Her health is going to be intertwined with her job, no matter where she works or what she does with her life. I learned a lot over this weekend with Annaliese staying at my place. I learned a lot about the woman she’s become. This beautiful, kind soul who lives to help others. A woman who still has a little girl inside of her, begging for her father’s approval while simultaneously questioning their relationship. A woman with a chronic illness that she works so hard to keep in line, while shaming herself into hiding it.
A woman who went from being my boss’s distant daughter, to an annoying assignment, to a coworker, to someone I want to call a friend. There’s something else brewing inside me too, something that speaks to the warm-blooded male in me. I’ve grown to care about Annaliese in a way I haven’t felt before, in a way I didn’t think I’d ever feel. But I felt it before this weekend; I felt it before I pulled strings and called in favors to get her in on the transplant case with Dr. Anderson. It initially hit me on the day of our first surgery, when I had told her she was only watching. One look at her standing so far away from the table that she couldn’t see what was going on had my heart thumping heavy in my chest.
And after living through the fear of losing her, of seeing her suffering and needing help, my feelings have morphed into something a hell of a lot stronger.
Something that I can’t ever let her dad know about.
“I’d argue that any chronic illness is applicable to someone’s job since it’s not something that’s completely within her control.”
His brows raise slightly. “Did something happen to her?”
My heart thuds in my chest as I ponder his words, wondering how genuine they are.
I want to tell him about the last three days. I want to tell him how I slept on the couch with her each night because she was scared to be alone. A guest bedroom in someone else’s home was too open for her, too isolating. It conjured up memories of a child alone in a cold hospital room, and she felt vulnerable.
I want to tell him that I woke twice in the middle of that first night to the sound of her rushing to the bathroom, where she would hunch over my toilet and vomit up everything she ate. And that I held her hair away from her face and rubbed her back until she stopped sobbing. That she even fell asleep curled up in front of the toilet once, with her head propped against my thigh while I slept with my back leaning up against the vanity so I didn’t have to wake her. Mostly, I want him to feel something akin to guilt for the way he’s let their relationship falter, but Annaliese made it clear she didn’t want him knowing. And if I told him I was with her day and night for the last three days, he’d likely have more questions for me that I’m not ready to answer yet.
“No.

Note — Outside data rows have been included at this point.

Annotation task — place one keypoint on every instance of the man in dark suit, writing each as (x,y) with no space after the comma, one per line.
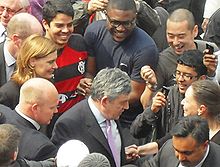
(87,121)
(190,146)
(37,104)
(19,28)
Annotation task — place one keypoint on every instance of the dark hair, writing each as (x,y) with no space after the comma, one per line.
(193,126)
(193,58)
(207,93)
(53,7)
(180,15)
(9,140)
(122,5)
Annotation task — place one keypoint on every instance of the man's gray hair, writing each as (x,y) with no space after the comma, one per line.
(110,82)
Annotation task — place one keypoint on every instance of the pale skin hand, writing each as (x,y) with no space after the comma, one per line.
(159,101)
(84,86)
(211,62)
(131,152)
(205,23)
(148,75)
(148,149)
(97,5)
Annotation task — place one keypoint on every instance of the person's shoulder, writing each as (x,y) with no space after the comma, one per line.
(10,85)
(76,112)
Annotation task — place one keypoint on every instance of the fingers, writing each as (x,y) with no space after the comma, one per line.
(159,101)
(148,74)
(84,86)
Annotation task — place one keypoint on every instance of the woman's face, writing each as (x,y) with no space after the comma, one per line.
(44,67)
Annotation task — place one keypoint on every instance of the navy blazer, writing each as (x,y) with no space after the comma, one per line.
(80,123)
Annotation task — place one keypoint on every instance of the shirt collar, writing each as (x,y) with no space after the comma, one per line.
(9,59)
(33,122)
(99,117)
(201,162)
(2,29)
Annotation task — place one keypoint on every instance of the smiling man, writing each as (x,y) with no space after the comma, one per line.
(37,104)
(164,112)
(72,54)
(118,42)
(189,147)
(88,121)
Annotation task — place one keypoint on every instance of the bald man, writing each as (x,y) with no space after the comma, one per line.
(37,104)
(19,28)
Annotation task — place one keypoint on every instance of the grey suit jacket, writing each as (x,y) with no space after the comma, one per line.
(80,123)
(166,157)
(2,65)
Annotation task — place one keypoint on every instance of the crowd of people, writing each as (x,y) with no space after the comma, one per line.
(109,83)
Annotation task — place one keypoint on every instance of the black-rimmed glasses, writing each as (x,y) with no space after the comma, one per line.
(185,76)
(125,24)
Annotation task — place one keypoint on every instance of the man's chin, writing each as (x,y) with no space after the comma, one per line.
(118,39)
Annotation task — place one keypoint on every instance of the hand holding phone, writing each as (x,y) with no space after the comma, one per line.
(165,90)
(210,49)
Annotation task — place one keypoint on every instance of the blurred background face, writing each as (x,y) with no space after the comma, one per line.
(120,23)
(185,76)
(180,37)
(190,105)
(188,151)
(8,8)
(44,67)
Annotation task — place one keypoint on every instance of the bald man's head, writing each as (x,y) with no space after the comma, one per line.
(38,100)
(24,25)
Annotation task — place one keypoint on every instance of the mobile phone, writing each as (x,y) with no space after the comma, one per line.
(165,90)
(210,48)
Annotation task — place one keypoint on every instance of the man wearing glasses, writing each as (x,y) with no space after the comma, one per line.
(117,42)
(164,111)
(9,8)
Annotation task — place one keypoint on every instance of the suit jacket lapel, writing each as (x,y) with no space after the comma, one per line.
(95,130)
(2,65)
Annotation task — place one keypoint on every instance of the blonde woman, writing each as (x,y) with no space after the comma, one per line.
(37,58)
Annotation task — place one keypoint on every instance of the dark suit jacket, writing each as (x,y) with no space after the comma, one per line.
(2,65)
(166,157)
(9,94)
(80,123)
(216,138)
(33,144)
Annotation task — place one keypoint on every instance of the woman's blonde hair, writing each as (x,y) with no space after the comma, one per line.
(34,46)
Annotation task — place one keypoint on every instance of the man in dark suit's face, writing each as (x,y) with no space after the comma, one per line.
(112,109)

I just noticed her sensor peeking out from her scrub sleeve.” Not a complete lie.
Richard nods in understanding, pausing for only another second before leaning forward and opening the first file on his desk. “Good. I don’t want her running around the hospital acting like a baby.”
I can’t help but let my jaw fall open. I wasn’t sure what to expect from Richard, but I expected a hell of a lot more compassion than he’s giving.

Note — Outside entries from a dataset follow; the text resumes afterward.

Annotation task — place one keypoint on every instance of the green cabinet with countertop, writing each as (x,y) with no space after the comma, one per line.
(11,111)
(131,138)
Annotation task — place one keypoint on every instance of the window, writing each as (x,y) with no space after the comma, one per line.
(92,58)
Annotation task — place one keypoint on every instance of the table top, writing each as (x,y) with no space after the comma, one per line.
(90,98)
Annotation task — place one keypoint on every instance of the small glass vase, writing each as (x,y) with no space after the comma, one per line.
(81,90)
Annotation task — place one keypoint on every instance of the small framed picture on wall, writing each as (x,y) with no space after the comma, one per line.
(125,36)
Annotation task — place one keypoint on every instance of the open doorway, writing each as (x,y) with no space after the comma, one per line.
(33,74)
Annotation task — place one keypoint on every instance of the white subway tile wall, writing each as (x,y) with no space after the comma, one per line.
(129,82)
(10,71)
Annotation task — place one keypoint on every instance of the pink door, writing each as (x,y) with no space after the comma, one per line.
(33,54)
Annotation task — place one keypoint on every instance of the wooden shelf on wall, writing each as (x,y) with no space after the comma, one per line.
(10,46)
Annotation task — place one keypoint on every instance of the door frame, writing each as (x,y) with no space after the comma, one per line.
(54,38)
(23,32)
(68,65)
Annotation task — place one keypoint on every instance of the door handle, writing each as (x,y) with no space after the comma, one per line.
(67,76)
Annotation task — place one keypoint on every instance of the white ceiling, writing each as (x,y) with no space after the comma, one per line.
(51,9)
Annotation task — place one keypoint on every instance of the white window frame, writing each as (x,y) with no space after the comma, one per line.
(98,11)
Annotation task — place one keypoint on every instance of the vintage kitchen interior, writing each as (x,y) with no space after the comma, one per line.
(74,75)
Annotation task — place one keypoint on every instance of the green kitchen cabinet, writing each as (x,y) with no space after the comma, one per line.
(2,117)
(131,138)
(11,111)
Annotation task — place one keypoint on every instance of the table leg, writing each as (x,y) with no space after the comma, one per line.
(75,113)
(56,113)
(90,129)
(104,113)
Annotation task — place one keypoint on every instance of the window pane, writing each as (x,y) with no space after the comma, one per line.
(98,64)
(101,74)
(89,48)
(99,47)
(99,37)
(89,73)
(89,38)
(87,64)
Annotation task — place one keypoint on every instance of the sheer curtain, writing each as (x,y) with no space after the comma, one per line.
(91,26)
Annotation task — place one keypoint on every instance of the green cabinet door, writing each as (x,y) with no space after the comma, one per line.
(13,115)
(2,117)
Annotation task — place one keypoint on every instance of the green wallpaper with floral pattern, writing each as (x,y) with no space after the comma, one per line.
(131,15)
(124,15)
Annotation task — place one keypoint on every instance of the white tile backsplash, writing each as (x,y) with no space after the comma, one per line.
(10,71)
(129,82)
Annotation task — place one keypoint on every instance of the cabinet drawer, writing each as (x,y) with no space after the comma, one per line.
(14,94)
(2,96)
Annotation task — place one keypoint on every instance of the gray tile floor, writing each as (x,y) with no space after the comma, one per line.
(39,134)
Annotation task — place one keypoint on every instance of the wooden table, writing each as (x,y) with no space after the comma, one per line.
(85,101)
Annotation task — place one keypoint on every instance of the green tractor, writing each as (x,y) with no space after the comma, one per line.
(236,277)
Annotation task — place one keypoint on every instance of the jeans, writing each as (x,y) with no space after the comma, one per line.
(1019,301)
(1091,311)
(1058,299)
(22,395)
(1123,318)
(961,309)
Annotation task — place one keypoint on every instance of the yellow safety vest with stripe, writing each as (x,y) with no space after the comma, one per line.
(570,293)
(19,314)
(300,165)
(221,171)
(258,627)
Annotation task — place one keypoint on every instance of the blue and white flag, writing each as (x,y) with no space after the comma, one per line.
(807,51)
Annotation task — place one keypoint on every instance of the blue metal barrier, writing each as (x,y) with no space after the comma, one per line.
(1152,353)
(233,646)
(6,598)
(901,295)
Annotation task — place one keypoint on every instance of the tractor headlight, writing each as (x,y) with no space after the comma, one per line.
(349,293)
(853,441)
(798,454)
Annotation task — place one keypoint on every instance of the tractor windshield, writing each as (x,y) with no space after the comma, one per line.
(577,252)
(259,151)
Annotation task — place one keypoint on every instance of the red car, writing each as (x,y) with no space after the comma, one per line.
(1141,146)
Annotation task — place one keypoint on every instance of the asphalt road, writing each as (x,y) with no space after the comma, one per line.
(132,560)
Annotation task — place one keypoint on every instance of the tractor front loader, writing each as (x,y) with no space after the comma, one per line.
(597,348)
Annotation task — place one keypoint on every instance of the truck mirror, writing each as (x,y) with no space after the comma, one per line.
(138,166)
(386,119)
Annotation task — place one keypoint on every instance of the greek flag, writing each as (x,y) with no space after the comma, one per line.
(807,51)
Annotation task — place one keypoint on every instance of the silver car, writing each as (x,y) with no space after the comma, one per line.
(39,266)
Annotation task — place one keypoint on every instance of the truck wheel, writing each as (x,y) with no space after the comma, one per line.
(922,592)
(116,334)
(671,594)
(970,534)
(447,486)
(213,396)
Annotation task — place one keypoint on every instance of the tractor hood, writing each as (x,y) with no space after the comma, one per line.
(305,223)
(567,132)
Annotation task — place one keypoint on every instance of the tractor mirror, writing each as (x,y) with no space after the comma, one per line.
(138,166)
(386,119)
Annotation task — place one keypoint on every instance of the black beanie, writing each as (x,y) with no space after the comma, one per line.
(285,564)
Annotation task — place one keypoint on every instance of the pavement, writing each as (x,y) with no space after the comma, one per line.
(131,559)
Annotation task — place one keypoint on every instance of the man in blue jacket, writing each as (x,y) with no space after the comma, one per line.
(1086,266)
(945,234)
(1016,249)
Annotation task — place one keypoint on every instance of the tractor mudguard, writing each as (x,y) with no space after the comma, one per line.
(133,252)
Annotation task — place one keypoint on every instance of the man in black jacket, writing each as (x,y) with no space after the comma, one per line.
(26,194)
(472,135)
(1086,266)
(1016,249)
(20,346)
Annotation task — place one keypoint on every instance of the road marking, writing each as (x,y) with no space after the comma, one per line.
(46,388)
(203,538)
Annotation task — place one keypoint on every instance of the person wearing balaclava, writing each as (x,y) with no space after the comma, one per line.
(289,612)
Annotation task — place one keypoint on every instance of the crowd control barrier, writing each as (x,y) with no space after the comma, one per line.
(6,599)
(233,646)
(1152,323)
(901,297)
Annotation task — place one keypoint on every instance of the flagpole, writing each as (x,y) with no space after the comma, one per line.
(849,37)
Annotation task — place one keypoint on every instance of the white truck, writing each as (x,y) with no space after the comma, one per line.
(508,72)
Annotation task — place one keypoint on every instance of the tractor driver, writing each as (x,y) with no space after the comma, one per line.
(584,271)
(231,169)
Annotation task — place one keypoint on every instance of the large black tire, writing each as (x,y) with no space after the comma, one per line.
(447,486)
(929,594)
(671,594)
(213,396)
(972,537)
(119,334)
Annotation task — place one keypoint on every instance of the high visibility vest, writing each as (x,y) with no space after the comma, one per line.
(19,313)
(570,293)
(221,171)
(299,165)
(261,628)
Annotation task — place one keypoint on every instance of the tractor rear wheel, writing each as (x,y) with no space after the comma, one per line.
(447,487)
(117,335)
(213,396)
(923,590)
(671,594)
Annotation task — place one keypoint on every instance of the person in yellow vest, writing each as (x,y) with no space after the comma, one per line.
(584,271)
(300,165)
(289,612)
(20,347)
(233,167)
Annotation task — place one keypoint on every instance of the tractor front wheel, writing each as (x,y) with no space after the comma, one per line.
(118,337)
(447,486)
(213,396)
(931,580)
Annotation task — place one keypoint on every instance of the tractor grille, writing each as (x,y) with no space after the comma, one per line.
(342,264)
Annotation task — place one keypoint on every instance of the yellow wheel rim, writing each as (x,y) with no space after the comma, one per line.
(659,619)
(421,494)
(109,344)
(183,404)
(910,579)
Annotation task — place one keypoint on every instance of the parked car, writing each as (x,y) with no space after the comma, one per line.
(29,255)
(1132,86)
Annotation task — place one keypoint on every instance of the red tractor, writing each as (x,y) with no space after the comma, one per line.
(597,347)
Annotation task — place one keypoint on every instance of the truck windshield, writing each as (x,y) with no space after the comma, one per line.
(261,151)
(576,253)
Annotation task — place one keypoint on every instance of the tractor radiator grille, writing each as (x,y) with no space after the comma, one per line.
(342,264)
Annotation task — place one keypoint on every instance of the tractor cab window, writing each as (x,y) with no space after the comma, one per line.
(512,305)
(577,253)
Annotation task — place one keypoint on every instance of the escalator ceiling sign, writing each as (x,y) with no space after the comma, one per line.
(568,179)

“Care to elaborate on that?”
He senses the tone behind my words, and his head ticks up. His face hardens; his stoned expression hard to decipher.
“Because from the time I’ve spent with her,” I say, drawing my words out. “I’d say she’s anything but a baby. It sounds like maybe you don’t know your daughter as well as you think.”

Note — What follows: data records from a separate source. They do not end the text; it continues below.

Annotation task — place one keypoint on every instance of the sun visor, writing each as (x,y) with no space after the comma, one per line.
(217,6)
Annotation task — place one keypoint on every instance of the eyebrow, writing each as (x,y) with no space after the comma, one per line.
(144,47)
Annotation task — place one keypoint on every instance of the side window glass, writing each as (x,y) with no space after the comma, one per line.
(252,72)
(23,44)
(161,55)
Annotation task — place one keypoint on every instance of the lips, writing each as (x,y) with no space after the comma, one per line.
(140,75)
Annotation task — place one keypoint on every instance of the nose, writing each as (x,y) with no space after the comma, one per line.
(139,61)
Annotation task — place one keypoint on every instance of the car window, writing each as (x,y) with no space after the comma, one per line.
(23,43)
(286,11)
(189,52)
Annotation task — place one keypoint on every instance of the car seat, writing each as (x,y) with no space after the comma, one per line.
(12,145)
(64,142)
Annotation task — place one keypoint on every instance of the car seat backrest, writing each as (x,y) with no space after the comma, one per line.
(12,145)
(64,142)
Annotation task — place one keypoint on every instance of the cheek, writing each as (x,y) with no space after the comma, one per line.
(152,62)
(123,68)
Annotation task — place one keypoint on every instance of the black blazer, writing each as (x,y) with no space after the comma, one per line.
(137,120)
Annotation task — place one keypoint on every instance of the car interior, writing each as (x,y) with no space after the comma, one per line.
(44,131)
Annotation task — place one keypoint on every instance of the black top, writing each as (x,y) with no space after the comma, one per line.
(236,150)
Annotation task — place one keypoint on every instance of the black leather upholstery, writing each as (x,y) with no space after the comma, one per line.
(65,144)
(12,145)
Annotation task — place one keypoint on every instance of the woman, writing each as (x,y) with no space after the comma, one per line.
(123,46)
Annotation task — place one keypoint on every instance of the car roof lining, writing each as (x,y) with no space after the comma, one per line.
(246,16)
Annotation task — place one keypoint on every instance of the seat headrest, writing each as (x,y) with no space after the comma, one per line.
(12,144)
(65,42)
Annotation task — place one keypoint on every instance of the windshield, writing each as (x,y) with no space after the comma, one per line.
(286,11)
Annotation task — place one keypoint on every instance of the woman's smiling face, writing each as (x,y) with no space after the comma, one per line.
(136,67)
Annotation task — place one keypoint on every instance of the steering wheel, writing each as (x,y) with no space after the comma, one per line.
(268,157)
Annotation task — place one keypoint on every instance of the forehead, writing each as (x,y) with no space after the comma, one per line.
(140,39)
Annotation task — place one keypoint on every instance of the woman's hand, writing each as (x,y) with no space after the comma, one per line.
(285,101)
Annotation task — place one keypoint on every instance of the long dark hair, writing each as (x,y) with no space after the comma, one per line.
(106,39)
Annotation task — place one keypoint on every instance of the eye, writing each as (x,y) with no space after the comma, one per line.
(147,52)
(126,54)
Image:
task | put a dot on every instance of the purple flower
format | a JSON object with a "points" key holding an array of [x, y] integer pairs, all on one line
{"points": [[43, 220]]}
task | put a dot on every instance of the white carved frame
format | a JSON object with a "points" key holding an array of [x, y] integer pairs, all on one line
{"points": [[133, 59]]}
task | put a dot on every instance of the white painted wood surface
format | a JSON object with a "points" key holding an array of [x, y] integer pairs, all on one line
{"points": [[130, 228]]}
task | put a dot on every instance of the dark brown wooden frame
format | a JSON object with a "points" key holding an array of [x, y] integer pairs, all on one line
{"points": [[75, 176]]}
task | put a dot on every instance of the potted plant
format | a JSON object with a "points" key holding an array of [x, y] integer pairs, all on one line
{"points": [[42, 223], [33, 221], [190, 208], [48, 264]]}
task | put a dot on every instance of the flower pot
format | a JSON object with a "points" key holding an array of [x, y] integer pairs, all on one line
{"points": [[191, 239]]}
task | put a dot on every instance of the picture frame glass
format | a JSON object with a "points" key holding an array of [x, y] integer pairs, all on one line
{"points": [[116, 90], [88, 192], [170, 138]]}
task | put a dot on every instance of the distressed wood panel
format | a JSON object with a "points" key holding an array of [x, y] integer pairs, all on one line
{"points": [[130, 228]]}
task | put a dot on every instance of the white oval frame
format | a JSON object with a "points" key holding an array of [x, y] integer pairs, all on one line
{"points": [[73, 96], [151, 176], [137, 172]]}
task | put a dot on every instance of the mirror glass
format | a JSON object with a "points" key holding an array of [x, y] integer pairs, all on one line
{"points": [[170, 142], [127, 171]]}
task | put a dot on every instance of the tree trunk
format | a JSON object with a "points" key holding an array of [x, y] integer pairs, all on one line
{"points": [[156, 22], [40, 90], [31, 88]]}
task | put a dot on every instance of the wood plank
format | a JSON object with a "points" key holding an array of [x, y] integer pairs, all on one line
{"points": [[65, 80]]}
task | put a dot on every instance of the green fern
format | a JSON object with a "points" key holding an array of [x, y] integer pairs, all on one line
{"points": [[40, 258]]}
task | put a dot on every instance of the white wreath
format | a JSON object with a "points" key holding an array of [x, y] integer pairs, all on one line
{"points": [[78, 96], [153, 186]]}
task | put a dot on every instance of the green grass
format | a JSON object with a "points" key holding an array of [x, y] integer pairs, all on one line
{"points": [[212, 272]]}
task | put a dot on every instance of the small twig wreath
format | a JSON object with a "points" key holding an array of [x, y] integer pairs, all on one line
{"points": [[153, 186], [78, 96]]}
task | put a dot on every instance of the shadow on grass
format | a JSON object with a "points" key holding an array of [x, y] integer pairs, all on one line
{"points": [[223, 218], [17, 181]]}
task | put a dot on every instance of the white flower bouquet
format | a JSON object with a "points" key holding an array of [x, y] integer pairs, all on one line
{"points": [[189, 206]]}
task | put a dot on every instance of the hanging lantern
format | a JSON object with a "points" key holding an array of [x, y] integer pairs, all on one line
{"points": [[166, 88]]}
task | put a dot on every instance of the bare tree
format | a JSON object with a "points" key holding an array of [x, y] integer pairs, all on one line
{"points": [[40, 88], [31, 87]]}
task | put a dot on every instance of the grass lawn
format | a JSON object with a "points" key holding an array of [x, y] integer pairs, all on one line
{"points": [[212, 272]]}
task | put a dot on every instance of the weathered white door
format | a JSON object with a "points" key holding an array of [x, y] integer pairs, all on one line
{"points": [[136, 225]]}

“Watch your tongue, Colt,” Richard bites out.
I cross my arms over my chest and lean back in the chair to meet his gaze. We stare off at one another, the tension thickening around us. I wouldn’t call myself a fighter, most of the time I’m too apathetic to care about much, but it’s different with Annaliese. She’s stuck to me, embedded so deep between my ribs that I feel her with each breath I take.